1.1 Bioinformatics? |
Bioinformatics is a vague, general term used to encompass the use of applied
mathematics to understand experimentally determined oligonucleotide and peptide
sequences. The rapid increase in the size of the world's collection of these
sequences has meant that manual methods are inadequate for the extraction
information or patterns from this data. Therefore, this sequence data must be
interpreted by machines into a form that is compact enough for humans to use it
effectively. Performing this task requires a sophistocated understanding of
computer database technology and some intuition about the biological questions
that might be addressed by finding patterns in the data stored in these
databases. Because the skill sets required to perform this type of directed
analysis are not often found in the same individual, the act of
"bioinformatics" is often carried out in teams of biological researchers and
computational mathematicians working together to solve a problem. This type of
collaborative effort is still in its infancy: it is not a recognized discipline
at the majority of universities, although it is a skill that is currently in
very high demand in industry.
|
1.2 Proteins
What are proteins? |
Proteins are directly responsible for almost all of the metabolic processes
that occur within a cell. Specialized proteins are used for the generation of
structural elements in a cell or an entire organism. The elaborate structure of
DNA in a cell, now referred to as its genome, is meant to record the structure
of an organism’s proteins, both to serve as a template for the construction of
copies of those proteins and to pass that crucial information on to the next
generation. The proteins encoded by a genome can be organized into larger
structures that are used as cellular machinery for performing specific tasks in
a cell, such as transcribing DNA into mRNA into more protein (which requires
several discrete protein-based machines), transporting other molecules through
membranes or automatically repairing damage to cellular subsystems. When
genetic material is passed from one generation to the next, it is also
necessary to pass a complete working set of protein-based machinery for the
reading of the DNA strands and performing all other necessary steps in cell
metabolism.
|
|
Individual proteins are composed of discrete polypeptide chains, called
subunits, that may be linked together either covalently or by the local
structure of the surrounding solvent molecules. The linear sequence of
individual amino acid residues in a particular polypeptide chain is referred to
as the "primary structure" of the polypeptide. This primary structure is what
is directly encoded by an organism’s genome. Also encoded in the genome are the
instructions to make protein-based machines for the express purpose of
modifying particular residues in other proteins. These modifications occur
after a polypeptide has been "translated" from the original nucleotide
instructions: therefore they are called "post-translational modifications".
|
1.2.2 Protein sequence databases |
Databases have become the preferred method for storing both polypeptide amino
acid sequences and the nucleotide sequences that code for these polypeptides.

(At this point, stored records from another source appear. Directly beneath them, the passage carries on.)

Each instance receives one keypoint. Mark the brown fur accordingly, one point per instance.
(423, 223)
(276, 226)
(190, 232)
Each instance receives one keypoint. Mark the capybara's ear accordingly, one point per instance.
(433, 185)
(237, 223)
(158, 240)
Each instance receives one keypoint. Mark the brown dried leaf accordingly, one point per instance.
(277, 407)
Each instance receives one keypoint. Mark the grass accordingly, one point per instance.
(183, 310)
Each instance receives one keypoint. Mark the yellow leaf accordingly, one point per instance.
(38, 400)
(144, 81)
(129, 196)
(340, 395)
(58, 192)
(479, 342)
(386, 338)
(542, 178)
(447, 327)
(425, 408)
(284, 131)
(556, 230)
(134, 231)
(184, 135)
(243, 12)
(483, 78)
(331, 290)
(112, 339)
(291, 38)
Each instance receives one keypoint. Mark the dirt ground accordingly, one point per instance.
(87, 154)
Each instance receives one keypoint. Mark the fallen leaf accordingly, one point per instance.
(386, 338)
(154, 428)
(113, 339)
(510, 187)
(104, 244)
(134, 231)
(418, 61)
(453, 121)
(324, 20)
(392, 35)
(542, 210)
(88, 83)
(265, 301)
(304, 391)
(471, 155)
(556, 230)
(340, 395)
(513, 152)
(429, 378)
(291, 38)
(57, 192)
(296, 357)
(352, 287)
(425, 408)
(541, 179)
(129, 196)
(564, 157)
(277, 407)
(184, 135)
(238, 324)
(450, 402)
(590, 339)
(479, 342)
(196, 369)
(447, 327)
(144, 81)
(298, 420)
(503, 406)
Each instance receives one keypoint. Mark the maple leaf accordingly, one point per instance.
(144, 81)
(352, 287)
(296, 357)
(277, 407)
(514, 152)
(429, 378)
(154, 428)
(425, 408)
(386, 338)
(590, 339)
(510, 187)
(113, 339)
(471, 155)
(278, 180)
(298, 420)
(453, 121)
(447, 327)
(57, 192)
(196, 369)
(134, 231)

The databases come in a variety of different types, that have advantages and
disadvantages when viewed as the starting place for designing experiments and
investigations.
|
|
While the "database entry" for an amino acid sequence may appear to be a simple
text file to a user browsing for a particular polypeptide, many databases are
being organized into very flexible, complicated structures. The detailed
implementation of the database on a particular system may be based on a
collection of simple text files (a "flat-file" database), a collection of
tables ( a "relational" database) or it may be organized around concepts that
stem from the idea of a protein, gene, or organism (an "object-oriented"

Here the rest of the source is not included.